For both usage and development, you will need a Python3 installation. You will also need to run
pip3 install -r requirements.txt
in the root directory after cloning the repository.
To generate your public keystring, run the python script without any arguments:
python3 manykeys.py
The script will display instructions and prompt you to choose your username and password. Your public keystring will be printed and saved to keystring.txt
. Note that the username and password need to be remembered to restore data! There is no option to restore a lost password.
To decrypt files that have been encrypted with the public keystring, supply the directory containing the .enc
files as an argument :
python3 manykeys.py PATH_TO_DIRECTORY
The script will prompt you for your username and password and decrypt the files afterward. The resulting files will be saved in a folder called decrypted
.
To make your project compatible with ManyKeys, you will need to include manykeys.js in your frontend.
<script src="manykeys.js"></script>
Keep in mind that the frontend needs to be open source, so that collaborating labs could in theory verify if the encryption is implemented correctly.
When collecting data, your app will need to do 2 things:
- Receive the keystring and extract both the public key and username using
verifyAndReadKeystring
- Encrypt the participant data with
encrypt
before transmission
See the examples below and the functions docstrings for further details.
/* extracting the public key and username from the keystring */
const publicKeyString = new URL(window.location.href).searchParams.get("key");
if (publicKeyString){
const {key, username} = ManyKeys.verifyAndReadKeystring(publicKeyString);
}
/* encrypting text before sending it to the backend */
ManyKeys.encrypt(
new TextEncoder().encode("SENSITIVE_DATA"),
key
).then(encstring => xhr.send(...));
PBKDF2 SHA-256 is used to derive a seed from the specified password in 1000000 iterations, using the username as a salt. The output is used to seed a CSPRNG (we used the SHAKE256 algorithm to mimic that behavior) to generate a 2048 bit RSA key pair.
The public key is concatenated with the username, delimited by a ";". This string is hashed with SHA256 merely so that the frontend can check for errors introduced while copying the key.

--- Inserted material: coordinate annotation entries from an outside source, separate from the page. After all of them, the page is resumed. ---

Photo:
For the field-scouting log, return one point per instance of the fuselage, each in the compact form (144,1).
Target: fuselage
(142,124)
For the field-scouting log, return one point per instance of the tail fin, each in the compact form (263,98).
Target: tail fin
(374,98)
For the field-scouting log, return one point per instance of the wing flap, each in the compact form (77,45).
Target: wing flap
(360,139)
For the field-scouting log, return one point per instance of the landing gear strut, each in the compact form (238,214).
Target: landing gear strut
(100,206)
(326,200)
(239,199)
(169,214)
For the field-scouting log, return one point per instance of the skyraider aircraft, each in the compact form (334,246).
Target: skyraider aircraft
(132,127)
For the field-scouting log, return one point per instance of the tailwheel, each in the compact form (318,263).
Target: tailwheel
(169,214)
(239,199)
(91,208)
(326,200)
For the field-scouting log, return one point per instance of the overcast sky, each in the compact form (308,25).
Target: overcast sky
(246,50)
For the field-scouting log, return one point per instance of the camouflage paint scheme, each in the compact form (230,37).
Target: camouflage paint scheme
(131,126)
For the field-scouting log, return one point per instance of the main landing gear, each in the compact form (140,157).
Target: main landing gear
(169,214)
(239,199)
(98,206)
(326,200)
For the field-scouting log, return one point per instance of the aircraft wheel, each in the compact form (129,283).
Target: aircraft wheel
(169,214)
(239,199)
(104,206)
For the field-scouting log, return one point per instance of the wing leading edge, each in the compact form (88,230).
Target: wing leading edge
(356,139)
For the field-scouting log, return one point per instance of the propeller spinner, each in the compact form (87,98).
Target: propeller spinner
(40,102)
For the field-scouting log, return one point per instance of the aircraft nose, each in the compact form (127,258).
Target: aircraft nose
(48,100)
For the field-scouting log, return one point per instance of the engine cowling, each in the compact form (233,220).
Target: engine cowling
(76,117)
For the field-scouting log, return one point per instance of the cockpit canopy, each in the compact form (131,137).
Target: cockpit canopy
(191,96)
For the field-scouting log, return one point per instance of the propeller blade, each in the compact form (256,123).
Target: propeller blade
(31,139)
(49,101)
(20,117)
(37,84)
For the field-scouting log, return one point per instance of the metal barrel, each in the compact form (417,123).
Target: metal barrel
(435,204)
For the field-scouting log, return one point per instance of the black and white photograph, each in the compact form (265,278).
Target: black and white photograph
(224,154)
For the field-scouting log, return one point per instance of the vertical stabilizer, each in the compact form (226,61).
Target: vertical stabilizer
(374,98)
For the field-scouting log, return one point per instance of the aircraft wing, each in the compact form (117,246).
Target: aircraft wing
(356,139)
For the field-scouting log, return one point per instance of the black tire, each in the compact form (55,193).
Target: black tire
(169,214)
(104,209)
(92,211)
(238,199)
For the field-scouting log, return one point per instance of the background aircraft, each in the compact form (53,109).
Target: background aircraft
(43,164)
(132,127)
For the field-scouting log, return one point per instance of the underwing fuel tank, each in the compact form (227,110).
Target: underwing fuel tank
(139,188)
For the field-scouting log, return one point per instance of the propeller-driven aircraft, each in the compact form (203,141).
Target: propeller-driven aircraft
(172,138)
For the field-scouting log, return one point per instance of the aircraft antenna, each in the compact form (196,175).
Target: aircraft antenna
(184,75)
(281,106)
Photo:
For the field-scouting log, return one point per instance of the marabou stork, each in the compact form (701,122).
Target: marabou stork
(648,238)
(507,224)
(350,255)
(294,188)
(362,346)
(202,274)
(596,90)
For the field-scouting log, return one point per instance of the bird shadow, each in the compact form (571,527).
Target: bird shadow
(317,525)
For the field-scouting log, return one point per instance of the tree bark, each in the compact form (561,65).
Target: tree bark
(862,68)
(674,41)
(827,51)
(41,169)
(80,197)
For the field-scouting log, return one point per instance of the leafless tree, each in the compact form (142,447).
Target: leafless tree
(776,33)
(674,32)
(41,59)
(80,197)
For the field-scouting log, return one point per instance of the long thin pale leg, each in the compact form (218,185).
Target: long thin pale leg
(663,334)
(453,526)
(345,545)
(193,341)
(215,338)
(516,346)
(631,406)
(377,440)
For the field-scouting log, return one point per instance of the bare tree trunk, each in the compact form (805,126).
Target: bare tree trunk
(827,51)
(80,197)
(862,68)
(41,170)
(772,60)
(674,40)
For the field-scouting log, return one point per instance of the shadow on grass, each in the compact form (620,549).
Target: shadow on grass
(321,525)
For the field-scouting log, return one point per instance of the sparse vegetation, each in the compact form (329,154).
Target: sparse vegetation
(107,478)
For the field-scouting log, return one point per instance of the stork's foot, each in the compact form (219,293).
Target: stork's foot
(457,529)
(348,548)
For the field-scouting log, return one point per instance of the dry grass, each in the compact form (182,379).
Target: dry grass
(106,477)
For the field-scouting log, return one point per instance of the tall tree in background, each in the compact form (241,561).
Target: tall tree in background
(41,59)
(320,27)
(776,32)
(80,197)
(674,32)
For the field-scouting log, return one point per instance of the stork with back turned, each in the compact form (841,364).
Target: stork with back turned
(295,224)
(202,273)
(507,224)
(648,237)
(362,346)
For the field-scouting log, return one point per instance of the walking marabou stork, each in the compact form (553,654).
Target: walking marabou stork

The resulting string (hash + publickey + ";" + username) is base64 encoded to generate the keystring the will be specified in that frontend.
When collecting participant data, the frontend decodes the keystring and checks the integrity by running a SHA256 hash over the publickey + ";" + username string.
A CSPRNG then generates a 32 byte long key that is used to to symmetrically encrypt the data using AES-GCM with a mac length of 16 bytes. Afterward, this key is asymmetrically encrypted with the public RSA key, using the PKCS1-OAEP scheme and SHA256 as the hashing algorithm. The encrypted key is concatenated to the encrypted data and encoded as a base64 string before being transmitted to the third party storage.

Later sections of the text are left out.